On 2 February, WBP formally opened its first office in Perth, following a merger with local property valuation firm Suburban Valuations. Pabst says the launch of the Perth office was crucial to complete WBP’s national network

“Generally if we open somewhere, there’s a good chance our national clients will give us the business. Our clients, like the banks, don’t want to have thousands of agreements with different firms. They want to deal with fewer but larger firms,” he says.

“There’s a lot of consolidation and rationalisation going on. You need to join or be strategically aligned with a national group in order to win national contracts and, frankly, just survive.

“I think that’s what Suburban saw in us. We have a large, national client base that we can import. And they have a couple of clients that we would like to have on the eastern seaboard,” Pabst says.

WBP has also recently opened offices in the Victorian regional town of Ballarat and in Tasmania. Pabst admits the downturn and resultant squeeze on smaller property service players makes this an ideal opportunity to grow market share through acquisition, but the cost and availability of capital remains a big obstacle.

To get around this and continue its expansion push, the company is keen to push into regional areas using a licensing model, whereby existing valuation companies will come under the WBP umbrella, access its systems and pay the company a license fee.

“That’s a good way of expanding quickly without the need for a lot of capital.”

Growth in a recession is nothing new for WBP. The company was established in 1992, in the midst of Australia’s last big recession, after Pabst and co-founder Patrick Brady were retrenched from their jobs.

Getting established in that environment was no easy task, but the rise of non-bank lenders such as Aussie Home Loans and Wizard sparked a property boom that lasted more than a decade.

In September last year, WBP placed 28th on SmartCompany’s Smart50 list, with revenue of $11.54 million and average annual growth of almost 47%.

But it is a very different story this year. Pabst says activity is down around 15% to 20% as a result of the credit crisis and cooling property markets. “Like everyone else, we fell off a cliff,” he concedes.

What about the lessons learnt from the last recession?

“You tend to make the same mistakes again,” he says. “When you are a fast growing company, how do you have that mentality to say ‘slow down’?”

What Pabst and his team did do was act quickly, starting the process of reducing staff numbers and operational costs in April 2008.

“We did see the signs very early on and acted before the end of the third quarter of 2008, whereas I think a lot of businesses are only making changes now.

He is confident this hard work is now done.

“We are getting ourselves into a position that when the rebound does come we’ve got our model right.”

A new part of that model is the company’s expansion into property management and leasing. Last year WBP acquired a commercial property rent roll from national property group Retail Realty, which included a number of retail properties and shopping centres, and the company hopes it can cross-sell valuation and property advisory services to rent roll clients.
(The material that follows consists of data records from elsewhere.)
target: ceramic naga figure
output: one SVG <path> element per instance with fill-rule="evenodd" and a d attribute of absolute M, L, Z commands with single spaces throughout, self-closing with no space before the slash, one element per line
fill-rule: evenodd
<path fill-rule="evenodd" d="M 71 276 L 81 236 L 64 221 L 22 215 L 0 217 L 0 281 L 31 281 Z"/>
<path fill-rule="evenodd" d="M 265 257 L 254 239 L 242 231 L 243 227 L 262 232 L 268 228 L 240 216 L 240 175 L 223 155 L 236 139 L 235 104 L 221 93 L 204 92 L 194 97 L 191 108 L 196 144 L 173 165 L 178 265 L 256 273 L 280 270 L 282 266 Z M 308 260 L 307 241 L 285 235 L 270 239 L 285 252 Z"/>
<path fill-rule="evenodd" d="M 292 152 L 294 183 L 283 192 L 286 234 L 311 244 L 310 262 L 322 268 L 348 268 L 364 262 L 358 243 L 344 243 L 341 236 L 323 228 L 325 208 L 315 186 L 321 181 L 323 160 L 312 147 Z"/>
“We see some really good synergies between that business and our valuation and advisory business,” Pabst says.

He believes the property sector recovery is likely to take some time. While activity at the affordable end of the housing market has held up quite well – thanks to the increased first home buyers’ grant and falling interest rates – the top end of the market has fallen sharply.

He is confident that house prices will remain reasonably steady, the market will take longer than expected to recover.

“Unless unemployment gets to double digit figures, I don’t think you’ll see property get slammed,” Pabst says. “I think we’ll go through a period of sustained low growth until confidence returns.”